Análise RAM – Reliability, Availability, Maintainability – desculpem o título quase todo em Inglês!!! Vocês sabem que americanos adoram acrônimos (abreviaturas por iniciais), e em Português ainda não é usual o acrônimo equivalente CDM – Confiabilidade, Disponibilidade, Manutenibilidade. 

Análise RAM – relembrando os conceitos

  • Confiabilidade (Reliability): é a probabilidade de que um componente, sistema ou equipamento cumpra sua função para um determinado período de tempo.
  • Disponibilidade (Availability):é a percentual de tempo em que determinado componente, sistema ou equipamento está disponível para uso ou operação, ao longo de uma campanha.
  • Manutenibilidade (Maintainabiliy): é a probabilidade de que um componente, sistema ou equipamento atenda a determinadas condições especificadas, quando uma ação de manutenção corretiva ou preventiva é realizada conforme rotinas e procedimentos estabelecidos.

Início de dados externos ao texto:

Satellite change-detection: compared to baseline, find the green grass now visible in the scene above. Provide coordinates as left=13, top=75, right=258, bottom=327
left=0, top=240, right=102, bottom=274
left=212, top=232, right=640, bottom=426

Portanto, Confiabilidade é uma expectativa de resultado futuro, Disponibilidade é um registro passado. E a Manutenibilidade é também uma expectativa de desempenho futuro, porém neste termo usualmente se considera inclusa também a facilidade de submeter um equipamento à Manutenção.

Análise RAM – o que é?

A análise RAM busca atingir um equilíbrio sustentável entre o custo de uma ação, e o risco de adiar ou cancelar esta ação. Para implementar a análise RAM, é muito útil a utilização de uma Matriz de Risco, assunto já abordado aqui no Blogtek.
Parece um pouco com a RCM (Reliability Centered Maintenance), ou, em Português, a MCC (Manutenção Centrada na Confiabilidade), objeto também de vários artigos no Blogtek.
A diferença é a inclusão dos aspectos de disponibilidade, a qual, como vimos acima, NÃO é a mesma coisa que Confiabilidade.
No período em que morei nos Estados Unidos, me chamou a atenção de que as casas não possuem caixas d’água. Por quê? Porque a disponibilidade do fornecimento de água é altíssima, portanto você não precisa de uma caixa d’água.
Aqui no Brasil, por vezes há falta de água (que o digam nossos amigos paulistas!!!). Então, é vantajoso dispor de uma caixa d’água, porque é mais efetivo do que cobrar da concessionária de água uma confiabilidade maior no fornecimento.
Vamos no entanto imaginar um parque de tancagem em uma refinaria: o que será mais efetivo, em termos de custo e risco, aumentar enormemente a tancagem, ou investir em confiabilidade no suprimento? Tanques são caros, e quando você compara as refinarias norte-americanas com as brasileiras, poderá perceber que nossas tancagens são muito maiores (há uma tendência de reversão).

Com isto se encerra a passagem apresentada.